U.S. President Barack Obama is expected to move the country a step closer to ending its military involvement in the Afghanistan war tonight when he announces plans to bring thousands of U.S. soldiers home.
Officials in Obama's administration have said in the days before the speech that he was still in the final phase of a decision-making process that focused not only on how many troops would come home beginning in July, but also on a broader withdrawal plan designed to give Afghans control of their security by 2014.
At a White House briefing on June 21, spokesman Jay Carney said Obama's announcement will be a fulfilment of his December 2009 pledge to the American people to begin withdrawing troops this summer.

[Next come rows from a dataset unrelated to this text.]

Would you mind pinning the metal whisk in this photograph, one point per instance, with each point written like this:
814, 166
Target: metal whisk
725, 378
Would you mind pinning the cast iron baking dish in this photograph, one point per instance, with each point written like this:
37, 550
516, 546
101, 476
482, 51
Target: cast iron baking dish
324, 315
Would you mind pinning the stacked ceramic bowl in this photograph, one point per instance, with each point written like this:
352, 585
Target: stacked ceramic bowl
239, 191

"The parameters of the decision involve the beginning of the drawdown of U.S. forces," Carney said. "As you know, we ramped up in a surge the number of forces in Afghanistan, and we are at that peak point. And the president identified in December of 2009 -- made the commitment that forces would begin the drawdown in July of 2011. He is keeping that commitment, and that’s what he will announce tomorrow evening."
Obama was given a range of options for the withdrawal last week by General David Petraeus, the top U.S. and NATO commander in Afghanistan. The U.S. military favors a gradual reduction in troops from the current 100,000, but other advisers say there should be a significant decrease in the coming months.
While Obama has said he favors a significant withdrawal, his advisers have not quantified that statement.
On June 23, the day after his Washington speech, he will visit troops at Fort Drum, a military base in the mountains of upstate New York that is home to the 10th Mountain Infantry Division -- one of the most frequently deployed divisions to Afghanistan and Iraq.
While much of the attention is focused on how many troops will leave Afghanistan next month, the most revealing aspects of Obama's decision center on what happens after July -- particularly how long the president plans to keep the 30,000 surge forces he sent to the country in 2009.
There is a growing belief that Obama must at least map out the initial withdrawal of the 30,000 surge troops when he addresses the public. But whether those forces should be sent home in large numbers during the next eight to 12 months or be pulled out more gradually over a longer time is hotly debated.
Military commanders want to keep as many of those forces in Afghanistan for as long as possible, arguing that too fast a withdrawal could undermine the fragile security gains in the fight against the Taliban in Afghanistan.
There are also concerns about pulling out a substantial number of U.S. forces as the heightened summer fighting season gets under way.
Sebastian Gorka, a military affairs analyst at the Washington-based Foundation for Defense of Democracies, told RFE/RL recently that Afghanistan's own security forces were nowhere close to being prepared to take over security operations on their own by the end of 2014.
"The fact is, if you look at the simple statistics of the size of territory that we are talking about, the forces available in the coalition, and the forces available or the potential forces and capabilities available to the [President Hamid] Karzai government -- we're not there," Gorka said. "We are very far away from being able to hand over the situation to the local forces and for the Karzai government to effectively exercise sovereignty over Afghanistan."
U.S. Defense Secretary Robert Gates, who is retiring from his Pentagon post at the end of this month, has said he thinks the initial drawdown should be "modest."
Speaking during a visit to Kabul earlier this month, Gates reassured Afghan President Karzai that the U.S. withdrawal would not leave the Afghan government facing the insurgency on its own.
"The Afghan people should remember two main things," Gates said. "First, while the U.S. and our coalition partners may draw down our military forces over time, we are committed to a long-term strategic partnership with Afghanistan. We will continue to train, equip, and support Afghan security forces and do what we can to help the government improve the lives of its citizens. In short, there will be no rush to the exits."
Too Fast v. Too Slow
Some of Obama's advisers are backing a more significant withdrawal that starts in July and proceeds steadily through the following months. Those advisers argue that steady security gains in Afghanistan, along with the death of Osama bin Laden and U.S. success in dismantling much of the Al-Qaeda network, give Obama an opportunity to withdraw larger numbers of troops this year.
There also is growing political pressure on Obama from U.S. lawmakers for a more significant withdrawal. Twenty-seven U.S. senators -- Democrats and Republicans -- sent Obama a letter last week pressing for a shift in Afghanistan strategy and major troop cuts.
"Given our successes, it is the right moment to initiate a sizable and sustained reduction in forces, with the goal of steadily redeploying all regular combat troops," the letter from the senators says. "The costs of prolonging the war far outweigh the benefits."
There also is broad public support in the United States to start withdrawing U.S. troops. Recent public-opinion surveys suggest 80 percent of Americans approve of Obama's opinion to begin the withdrawal of combat troops from Afghanistan in July and end U.S. combat operations there by the end of 2014. Opinion polls suggest only about 15 percent of Americans disapprove of the withdrawal plan.
Obama has tripled the number of U.S. forces in Afghanistan since taking office at the start of 2009 -- bringing the total there to about 100,000. The 30,000-troop surge he announced at the end of 2009 came with the condition that he would start bringing forces home in July 2011.